Anaïs Lossouarn presents What holds of the living (Performance)
she/her
Sun May 31 | de Brakke Grond
Anaïs Lossouarn’s performance unfolds through friction, resonance, and attentive listening. Using two self-built stone harps, she draws deep, sustained drones from finely cut mineral surfaces by slowly moving wet hands across their edges. The sound emerges not through impact, but through continuous contact: a delicate balance of pressure, moisture, and movement, similar to the gesture used on the rim of a glass. Amplified in stereo, each stone reveals its own frequencies and textures, turning the performance into a quiet dialogue between skin and mineral.

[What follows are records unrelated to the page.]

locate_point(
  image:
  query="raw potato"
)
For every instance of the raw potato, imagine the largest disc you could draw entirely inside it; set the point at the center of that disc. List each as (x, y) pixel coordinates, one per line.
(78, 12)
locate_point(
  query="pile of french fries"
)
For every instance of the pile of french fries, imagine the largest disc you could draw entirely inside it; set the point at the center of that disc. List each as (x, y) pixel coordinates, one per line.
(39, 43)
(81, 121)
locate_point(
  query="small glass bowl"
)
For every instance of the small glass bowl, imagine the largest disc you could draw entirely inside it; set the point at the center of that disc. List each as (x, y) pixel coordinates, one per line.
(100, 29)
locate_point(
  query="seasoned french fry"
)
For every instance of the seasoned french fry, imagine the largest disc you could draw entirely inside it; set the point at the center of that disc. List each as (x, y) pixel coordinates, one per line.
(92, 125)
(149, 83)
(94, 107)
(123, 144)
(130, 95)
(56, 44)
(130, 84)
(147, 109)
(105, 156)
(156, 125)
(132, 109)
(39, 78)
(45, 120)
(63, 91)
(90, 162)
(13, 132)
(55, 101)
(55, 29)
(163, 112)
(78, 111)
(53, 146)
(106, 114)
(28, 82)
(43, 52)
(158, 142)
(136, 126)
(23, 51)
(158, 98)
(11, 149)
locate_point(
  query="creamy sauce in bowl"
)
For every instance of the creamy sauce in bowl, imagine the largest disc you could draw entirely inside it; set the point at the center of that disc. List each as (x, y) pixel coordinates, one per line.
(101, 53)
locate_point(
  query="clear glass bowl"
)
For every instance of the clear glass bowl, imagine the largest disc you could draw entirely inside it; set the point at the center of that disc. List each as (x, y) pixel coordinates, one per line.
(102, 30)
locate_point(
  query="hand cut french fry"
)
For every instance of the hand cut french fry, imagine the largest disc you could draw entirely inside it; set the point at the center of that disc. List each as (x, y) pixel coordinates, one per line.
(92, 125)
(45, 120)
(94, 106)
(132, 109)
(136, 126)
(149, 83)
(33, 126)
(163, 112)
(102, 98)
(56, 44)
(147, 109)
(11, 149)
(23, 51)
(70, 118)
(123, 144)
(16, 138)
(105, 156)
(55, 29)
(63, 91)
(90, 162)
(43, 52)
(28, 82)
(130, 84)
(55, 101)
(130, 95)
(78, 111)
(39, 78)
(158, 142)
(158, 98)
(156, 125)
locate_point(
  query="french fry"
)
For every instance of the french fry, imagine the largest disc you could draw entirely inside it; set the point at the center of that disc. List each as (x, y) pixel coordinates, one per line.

Through slow, repetitive gestures, vibrations stretch and linger in space, inviting audiences into a suspended, deeply focused mode of listening.
Production support: iii - Instrument Inventors Initiative
Technical help: Davor at De Beeldhouwwinkel
About the artist
Anaïs Lossouarn creates spaces that invite slow attention and a gentle encounter with the unfamiliar. Her practice explores resonance and the relationships between matter and the living: how vibrations travel through bodies and materials, and how listening can become a shared, relational experience. By amplifying and recontextualising what already exists, she unsettles the sense of “already knowing” and opens space for renewed curiosity and perception.